What is most memorable in this “Pericles,” however, comes near its end when our now aged hero is re-united with his thought-to-be deceased daughter. This plot-twist is not unexpected. Pericles and Marina’s story-lines have been converging. The scene is the culmination of so many improbable episodes, during which Pericles has suffered and survived but, after having lost (he thinks) his daughter, sunk into devastating depression. As Camargo’s Pericles begins to realize that his Marina may now stand living before him, his maniacal eyes break through the fourth wall as if pleading with us in the audience for some sign of sanity — his expressive gaze shifting from despair to hope transcends the boundaries of theatrical illusion and perhaps even rationality. “O, I am mock’d,/ And thou by some incensed god sent hither/ To make the world laugh at me.” No one is laughing. All hold their breath. As Marina reveals her story, fact after familiar fact, to her father, unreeling what we all already know but that he cannot at first even hope to believe, his happy recognition is achingly lovely. And how strange it is that we too can feel so much when he simply tells his daughter, “I am Pericles of Tyre.”

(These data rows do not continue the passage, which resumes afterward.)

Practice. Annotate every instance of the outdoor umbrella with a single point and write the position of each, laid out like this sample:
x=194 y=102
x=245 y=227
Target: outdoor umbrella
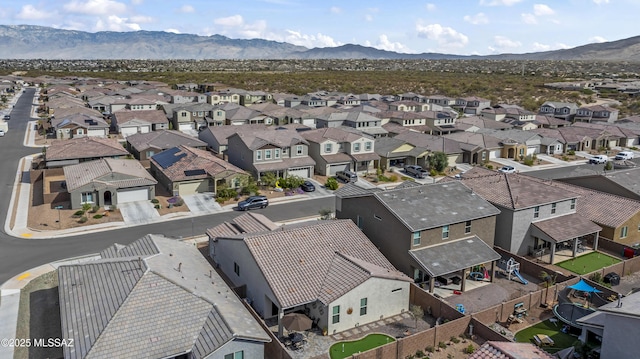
x=296 y=321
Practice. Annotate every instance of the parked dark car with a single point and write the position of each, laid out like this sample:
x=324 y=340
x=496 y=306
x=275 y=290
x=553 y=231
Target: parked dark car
x=253 y=202
x=307 y=186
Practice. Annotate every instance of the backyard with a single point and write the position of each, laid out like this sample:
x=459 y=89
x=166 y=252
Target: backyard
x=588 y=263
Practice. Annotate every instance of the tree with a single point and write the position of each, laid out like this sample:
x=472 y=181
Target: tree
x=417 y=312
x=438 y=161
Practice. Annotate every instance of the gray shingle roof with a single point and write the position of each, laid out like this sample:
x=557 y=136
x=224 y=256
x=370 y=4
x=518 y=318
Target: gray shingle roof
x=434 y=205
x=157 y=297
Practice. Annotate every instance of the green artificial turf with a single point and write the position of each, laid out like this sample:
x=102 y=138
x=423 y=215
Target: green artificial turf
x=351 y=347
x=588 y=263
x=560 y=339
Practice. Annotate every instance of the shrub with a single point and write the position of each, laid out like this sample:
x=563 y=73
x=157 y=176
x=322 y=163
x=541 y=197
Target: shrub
x=331 y=184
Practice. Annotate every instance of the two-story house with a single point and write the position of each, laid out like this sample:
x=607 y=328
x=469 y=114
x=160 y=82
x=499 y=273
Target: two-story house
x=535 y=218
x=426 y=231
x=283 y=151
x=340 y=148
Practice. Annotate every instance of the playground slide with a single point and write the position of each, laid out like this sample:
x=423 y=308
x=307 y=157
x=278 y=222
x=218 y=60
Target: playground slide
x=517 y=274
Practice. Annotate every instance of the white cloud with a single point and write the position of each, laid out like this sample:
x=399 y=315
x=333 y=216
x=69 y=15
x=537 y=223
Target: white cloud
x=529 y=19
x=115 y=23
x=477 y=19
x=446 y=37
x=499 y=2
x=542 y=10
x=231 y=21
x=96 y=7
x=29 y=12
x=186 y=9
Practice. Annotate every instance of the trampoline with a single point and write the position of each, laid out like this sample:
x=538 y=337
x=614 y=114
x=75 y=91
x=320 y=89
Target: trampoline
x=569 y=313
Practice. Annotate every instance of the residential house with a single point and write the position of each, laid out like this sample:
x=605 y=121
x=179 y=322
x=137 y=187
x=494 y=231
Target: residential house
x=145 y=145
x=596 y=113
x=185 y=170
x=82 y=149
x=535 y=218
x=562 y=110
x=107 y=182
x=613 y=325
x=426 y=231
x=282 y=151
x=340 y=148
x=129 y=122
x=327 y=269
x=119 y=306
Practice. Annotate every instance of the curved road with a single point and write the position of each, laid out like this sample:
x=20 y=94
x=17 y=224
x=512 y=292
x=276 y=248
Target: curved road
x=18 y=255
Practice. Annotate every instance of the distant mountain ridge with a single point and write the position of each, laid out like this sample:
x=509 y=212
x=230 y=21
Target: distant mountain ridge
x=40 y=42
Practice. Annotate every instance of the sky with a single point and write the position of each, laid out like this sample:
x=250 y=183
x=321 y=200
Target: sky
x=463 y=27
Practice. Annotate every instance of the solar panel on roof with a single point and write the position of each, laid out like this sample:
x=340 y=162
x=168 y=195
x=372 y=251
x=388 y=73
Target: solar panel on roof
x=168 y=157
x=195 y=172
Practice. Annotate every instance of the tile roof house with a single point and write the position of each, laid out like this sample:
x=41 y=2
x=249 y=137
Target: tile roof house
x=185 y=170
x=128 y=122
x=329 y=269
x=340 y=148
x=76 y=150
x=154 y=298
x=535 y=218
x=426 y=231
x=282 y=151
x=107 y=182
x=145 y=145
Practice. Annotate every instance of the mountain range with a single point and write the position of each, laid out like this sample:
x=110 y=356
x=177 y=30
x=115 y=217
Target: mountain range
x=39 y=42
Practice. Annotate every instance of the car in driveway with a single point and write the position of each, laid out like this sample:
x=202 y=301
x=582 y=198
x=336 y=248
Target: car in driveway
x=507 y=169
x=598 y=159
x=253 y=202
x=307 y=186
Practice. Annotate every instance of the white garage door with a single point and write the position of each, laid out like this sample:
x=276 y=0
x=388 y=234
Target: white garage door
x=335 y=168
x=134 y=195
x=300 y=172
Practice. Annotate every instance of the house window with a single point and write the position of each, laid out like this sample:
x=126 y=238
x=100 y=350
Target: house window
x=363 y=306
x=624 y=231
x=416 y=238
x=335 y=318
x=87 y=197
x=236 y=355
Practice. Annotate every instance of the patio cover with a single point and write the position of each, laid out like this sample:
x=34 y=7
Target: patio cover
x=584 y=287
x=453 y=256
x=565 y=228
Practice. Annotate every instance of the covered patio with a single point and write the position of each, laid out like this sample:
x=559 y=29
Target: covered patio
x=560 y=238
x=450 y=261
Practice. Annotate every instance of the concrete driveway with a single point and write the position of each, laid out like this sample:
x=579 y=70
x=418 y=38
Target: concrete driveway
x=139 y=212
x=201 y=203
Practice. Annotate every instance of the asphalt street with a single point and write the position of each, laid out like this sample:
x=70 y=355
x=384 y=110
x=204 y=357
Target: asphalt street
x=21 y=254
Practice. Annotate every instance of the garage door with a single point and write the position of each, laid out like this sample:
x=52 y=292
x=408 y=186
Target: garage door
x=300 y=172
x=139 y=194
x=187 y=188
x=335 y=168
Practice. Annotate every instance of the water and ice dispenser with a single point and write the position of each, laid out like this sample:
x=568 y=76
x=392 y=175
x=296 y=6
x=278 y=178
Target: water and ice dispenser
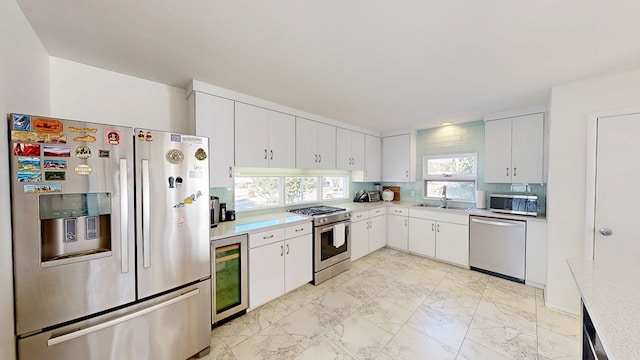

The goddess Diana appearing in a dream from a colossal full moon makes for a gorgeous spectacle and announces that all else will be resolution. Aristotle argues against the deus ex machina, but in such a story as this, which presents the perrenial truth of history from Herodotus to “Hamilton,” that “shit happens,” life is often a shipwreck, and so it’s those who’re paying attention who ask, “What happens next?” The goddess is not merely an easy way for the playwright to rush to conclusion. Instead divine Diana seems a potent symbol — more credible as a pagan deity because more literary, self-consciously symbolical, rather than really religious — of the lights by which the people we have come to care and admire have guided their lives — charity, piety, chastity, loyalty, prudence, courage, chivalry, wit, and grace. Pericles (like Virgil’s Aeneas) could have so easily been tedious in his goodness, but his story comes to a gratifying close.
“In Pericles, his queen and daughter, seen, /Although assail’d with fortune fierce and keen,/ Virtue preserved from fell destruction’s blast,/ Led on by heaven and crown’d with joy at last.”
And at last, we stop asking, “What next?” and instead wonder, watching this decent man, after a long Job-like life of suffering, reunited with his wife and child, why can’t we now stop smiling?